Learn the best strategies for controlling bad breath in the morning and all day long.
Morning breath affects everyone. It’s a simple fact that, no matter how well you clean your teeth before you go to bed, some oral bacteria will remain. These bacteria will get busy overnight, releasing gases that contribute to that not-so-fresh feeling in your mouth and musty odor on your breath when you wake up.
Now, new research suggests that there might be an incredibly simple way to fight morning breath: drink a glass of water when you wake up.
The research, which will be published in the International Journal of Dental Hygiene, shows that up to 60 percent of the substances in the mouth that contribute to morning breath can be removed by drinking a glass of water or rinsing the mouth thoroughly.
There Are Better Ways to Fight Bad Breath
While the glass of water trick can be a lifesaver for times when you want to minimize bad breath without actually getting up and brushing your teeth, it is important to understand that this new research by no means suggests that drinking water is the best or the only solution to your bad breath issues.
Proper oral hygiene continues to be the best way to control bad breath.

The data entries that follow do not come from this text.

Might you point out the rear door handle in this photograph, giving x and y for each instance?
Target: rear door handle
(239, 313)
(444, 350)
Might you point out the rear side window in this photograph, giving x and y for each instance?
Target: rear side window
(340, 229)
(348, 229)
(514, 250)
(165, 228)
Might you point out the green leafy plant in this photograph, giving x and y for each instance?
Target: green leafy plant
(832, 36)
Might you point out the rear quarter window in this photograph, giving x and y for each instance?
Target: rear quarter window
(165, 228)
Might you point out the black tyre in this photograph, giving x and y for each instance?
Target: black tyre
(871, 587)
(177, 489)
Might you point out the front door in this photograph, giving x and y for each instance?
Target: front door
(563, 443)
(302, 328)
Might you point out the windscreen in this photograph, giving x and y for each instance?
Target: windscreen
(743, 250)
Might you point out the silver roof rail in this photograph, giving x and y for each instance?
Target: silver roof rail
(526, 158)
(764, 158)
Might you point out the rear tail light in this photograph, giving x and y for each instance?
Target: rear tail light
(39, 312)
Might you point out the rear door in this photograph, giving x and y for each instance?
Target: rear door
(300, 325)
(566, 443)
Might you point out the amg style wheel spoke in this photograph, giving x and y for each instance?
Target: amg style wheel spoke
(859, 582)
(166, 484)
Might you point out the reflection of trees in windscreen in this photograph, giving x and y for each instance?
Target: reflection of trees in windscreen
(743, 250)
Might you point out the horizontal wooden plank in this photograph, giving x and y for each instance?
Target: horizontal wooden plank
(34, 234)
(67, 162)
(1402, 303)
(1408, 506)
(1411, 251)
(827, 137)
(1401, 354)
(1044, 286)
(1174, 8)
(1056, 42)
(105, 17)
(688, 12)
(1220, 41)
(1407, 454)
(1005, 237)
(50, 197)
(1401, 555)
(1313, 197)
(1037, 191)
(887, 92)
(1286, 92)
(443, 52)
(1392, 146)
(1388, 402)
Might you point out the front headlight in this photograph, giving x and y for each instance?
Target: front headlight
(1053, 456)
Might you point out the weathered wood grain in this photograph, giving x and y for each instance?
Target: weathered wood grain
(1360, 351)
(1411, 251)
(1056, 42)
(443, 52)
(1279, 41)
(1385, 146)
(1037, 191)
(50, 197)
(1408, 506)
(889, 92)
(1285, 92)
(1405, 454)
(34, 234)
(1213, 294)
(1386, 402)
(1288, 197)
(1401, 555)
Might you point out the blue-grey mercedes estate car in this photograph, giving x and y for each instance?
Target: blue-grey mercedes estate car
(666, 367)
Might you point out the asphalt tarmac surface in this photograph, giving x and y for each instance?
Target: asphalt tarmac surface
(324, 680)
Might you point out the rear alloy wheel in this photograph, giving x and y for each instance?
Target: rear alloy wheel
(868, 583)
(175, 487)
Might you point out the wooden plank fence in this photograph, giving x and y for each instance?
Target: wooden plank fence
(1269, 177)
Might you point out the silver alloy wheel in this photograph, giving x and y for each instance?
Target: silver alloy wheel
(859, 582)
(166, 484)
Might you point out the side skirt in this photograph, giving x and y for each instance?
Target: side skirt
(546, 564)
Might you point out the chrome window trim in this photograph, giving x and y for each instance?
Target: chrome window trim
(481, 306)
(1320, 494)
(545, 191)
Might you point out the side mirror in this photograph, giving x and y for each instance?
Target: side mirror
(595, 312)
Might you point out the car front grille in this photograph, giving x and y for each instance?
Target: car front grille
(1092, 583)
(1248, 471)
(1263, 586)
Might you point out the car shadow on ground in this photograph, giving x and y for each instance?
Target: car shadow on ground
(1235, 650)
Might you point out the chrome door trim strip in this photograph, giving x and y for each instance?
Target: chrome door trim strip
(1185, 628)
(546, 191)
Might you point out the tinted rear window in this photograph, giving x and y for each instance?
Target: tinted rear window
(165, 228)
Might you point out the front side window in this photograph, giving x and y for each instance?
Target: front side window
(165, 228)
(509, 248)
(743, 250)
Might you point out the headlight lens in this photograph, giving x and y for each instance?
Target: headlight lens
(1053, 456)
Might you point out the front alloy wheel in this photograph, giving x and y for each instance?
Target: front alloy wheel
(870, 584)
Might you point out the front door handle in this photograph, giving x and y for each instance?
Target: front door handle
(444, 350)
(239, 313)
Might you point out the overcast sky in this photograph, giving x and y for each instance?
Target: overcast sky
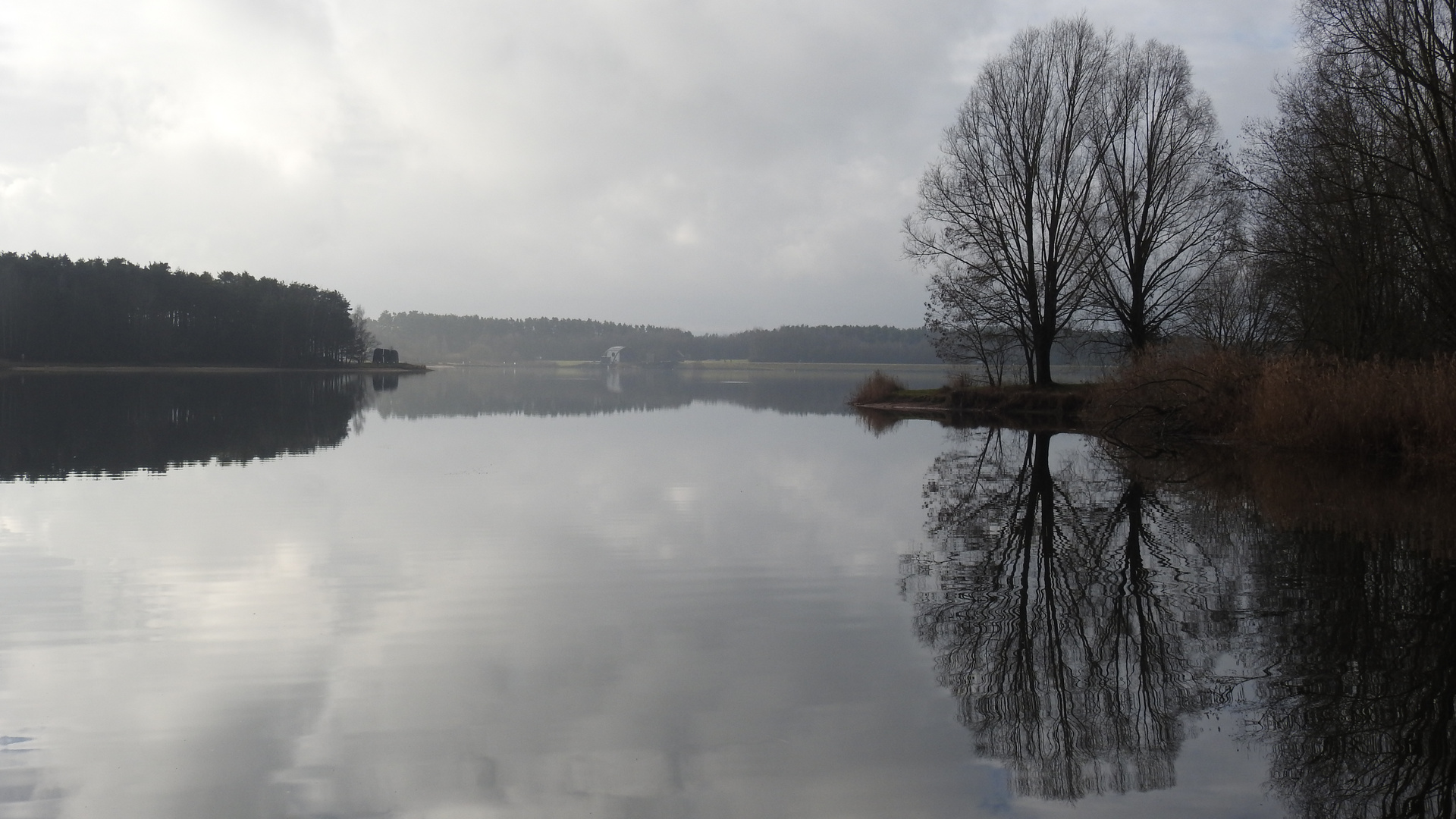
(704, 164)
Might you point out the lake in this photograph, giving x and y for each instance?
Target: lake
(536, 594)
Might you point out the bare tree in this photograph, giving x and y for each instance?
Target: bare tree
(962, 334)
(1008, 213)
(1357, 180)
(1235, 309)
(1168, 212)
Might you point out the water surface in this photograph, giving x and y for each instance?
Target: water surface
(494, 594)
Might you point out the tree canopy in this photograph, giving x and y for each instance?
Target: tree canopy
(112, 311)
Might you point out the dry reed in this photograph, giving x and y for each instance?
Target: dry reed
(1405, 409)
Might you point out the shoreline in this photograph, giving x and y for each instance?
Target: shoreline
(209, 369)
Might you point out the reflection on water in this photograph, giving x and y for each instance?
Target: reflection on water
(528, 595)
(1074, 617)
(1360, 704)
(107, 425)
(1087, 617)
(587, 391)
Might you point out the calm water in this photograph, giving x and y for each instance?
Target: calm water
(481, 594)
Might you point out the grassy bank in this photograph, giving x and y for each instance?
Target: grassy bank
(1296, 403)
(1299, 403)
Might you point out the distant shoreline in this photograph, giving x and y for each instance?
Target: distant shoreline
(218, 369)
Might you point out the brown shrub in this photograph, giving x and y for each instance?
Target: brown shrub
(1405, 409)
(1175, 395)
(1402, 409)
(877, 388)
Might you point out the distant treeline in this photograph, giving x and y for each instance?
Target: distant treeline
(112, 311)
(430, 337)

Here are some important tips:
Brush twice daily: Brushing your teeth is one of the most effective ways to control populations of oral bacteria. It not only removes the food debris that the bacteria would feed on, but also helps remove the sticky layer of plaque that binds bacteria to your teeth. Be sure to brush well after your last meal or snack of the evening.

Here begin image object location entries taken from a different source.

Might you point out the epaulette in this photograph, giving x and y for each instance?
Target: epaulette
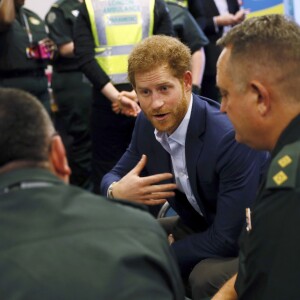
(58, 3)
(284, 168)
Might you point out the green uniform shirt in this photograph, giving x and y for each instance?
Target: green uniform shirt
(61, 242)
(269, 254)
(15, 40)
(60, 20)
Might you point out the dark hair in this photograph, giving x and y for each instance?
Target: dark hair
(25, 127)
(159, 50)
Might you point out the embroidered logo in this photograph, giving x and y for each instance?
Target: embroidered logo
(280, 178)
(285, 161)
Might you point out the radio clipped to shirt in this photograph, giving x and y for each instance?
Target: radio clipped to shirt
(38, 51)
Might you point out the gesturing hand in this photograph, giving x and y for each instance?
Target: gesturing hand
(146, 190)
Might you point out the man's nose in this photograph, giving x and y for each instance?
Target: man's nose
(157, 101)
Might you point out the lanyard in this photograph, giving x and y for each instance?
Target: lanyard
(27, 28)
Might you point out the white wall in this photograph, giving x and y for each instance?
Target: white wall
(40, 7)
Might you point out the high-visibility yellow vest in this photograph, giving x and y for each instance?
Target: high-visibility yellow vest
(183, 3)
(117, 26)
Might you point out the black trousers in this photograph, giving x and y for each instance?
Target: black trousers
(208, 276)
(36, 85)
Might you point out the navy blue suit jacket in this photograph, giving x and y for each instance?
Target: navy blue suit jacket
(223, 174)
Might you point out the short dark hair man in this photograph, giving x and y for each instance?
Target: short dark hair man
(186, 135)
(259, 79)
(59, 241)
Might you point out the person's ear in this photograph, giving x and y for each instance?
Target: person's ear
(58, 159)
(262, 97)
(187, 80)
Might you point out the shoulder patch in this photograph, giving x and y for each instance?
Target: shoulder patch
(51, 17)
(34, 21)
(284, 168)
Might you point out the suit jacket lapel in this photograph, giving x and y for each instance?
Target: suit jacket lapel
(194, 144)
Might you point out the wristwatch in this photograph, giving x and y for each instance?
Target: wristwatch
(110, 191)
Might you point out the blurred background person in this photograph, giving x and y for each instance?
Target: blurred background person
(25, 50)
(72, 92)
(105, 33)
(215, 17)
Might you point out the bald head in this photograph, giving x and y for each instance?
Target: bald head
(25, 127)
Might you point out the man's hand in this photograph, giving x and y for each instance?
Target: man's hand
(146, 190)
(240, 15)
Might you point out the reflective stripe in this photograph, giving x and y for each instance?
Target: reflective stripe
(116, 50)
(117, 26)
(183, 3)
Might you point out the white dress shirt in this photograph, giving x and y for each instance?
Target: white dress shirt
(174, 144)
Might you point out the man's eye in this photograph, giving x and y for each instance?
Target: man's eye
(145, 92)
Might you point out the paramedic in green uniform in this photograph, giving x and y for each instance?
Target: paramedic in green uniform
(72, 92)
(24, 50)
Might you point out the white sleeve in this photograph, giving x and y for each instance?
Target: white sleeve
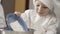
(2, 18)
(25, 17)
(52, 28)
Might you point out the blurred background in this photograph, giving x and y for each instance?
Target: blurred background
(10, 6)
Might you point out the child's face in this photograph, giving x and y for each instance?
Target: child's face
(41, 9)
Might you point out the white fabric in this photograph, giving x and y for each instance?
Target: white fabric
(16, 26)
(2, 18)
(41, 25)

Floss daily: Flossing is essential for cleaning bacteria and food debris out from the spaces in between teeth and along the gum line that brushing can’t reach.

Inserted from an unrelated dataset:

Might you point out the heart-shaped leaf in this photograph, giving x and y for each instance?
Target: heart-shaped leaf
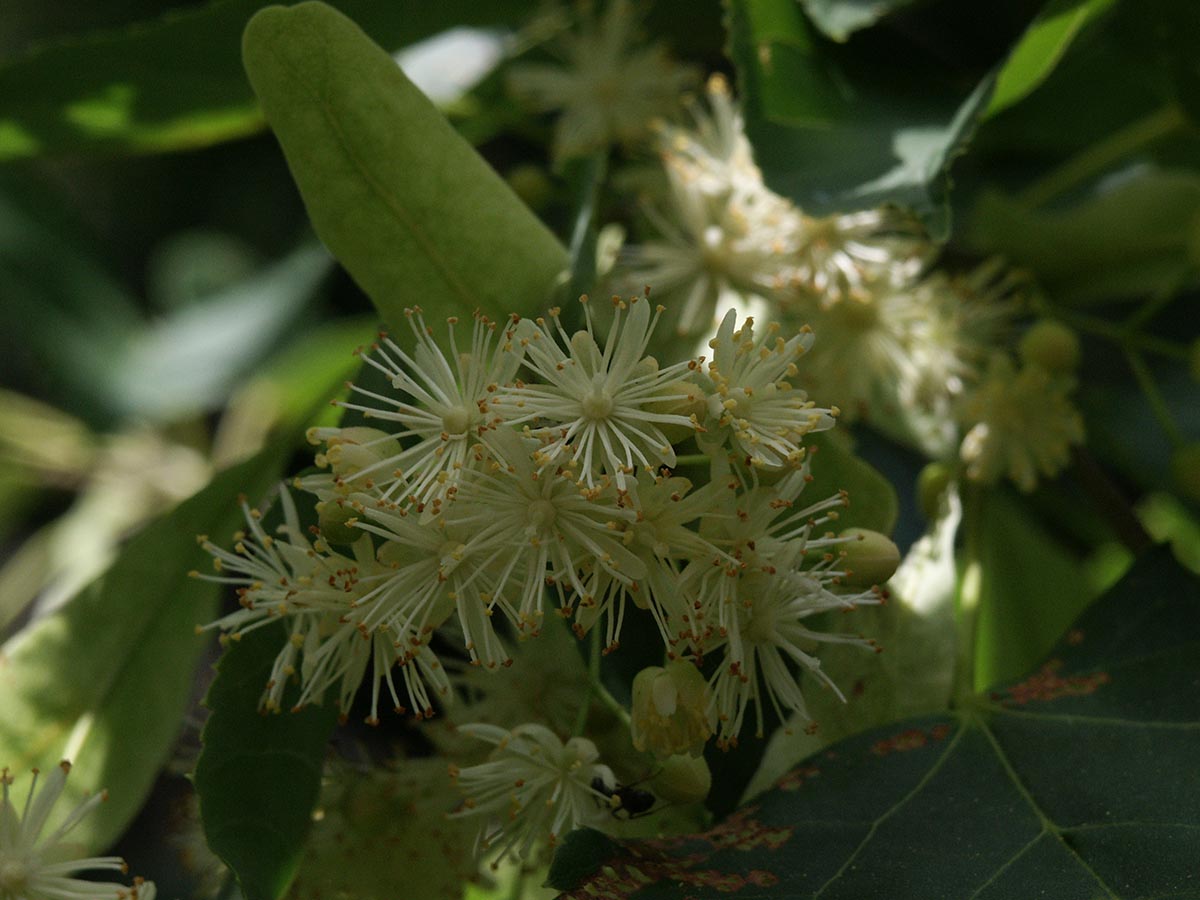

Brush your tongue: Many of the bacteria responsible for bad breath actually live on your tongue, not your teeth. Brushing your tongue with your toothbrush or using a tongue scraper can help remove these bacteria and improve your breath.
Still Plagued By Bad Breath?
If, after improving your oral hygiene you still suffer from bad breath, this is probably a sign of a larger underlying problem. You may have untreated gum disease or tooth decay which needs to be addressed—visit your dentist to find out. If your dentist cannot find anything amiss in your mouth, you may have an underlying health problem such as an infection in your throat, nose, or lungs, or a liver or kidney problem. In this case you will want to see a doctor.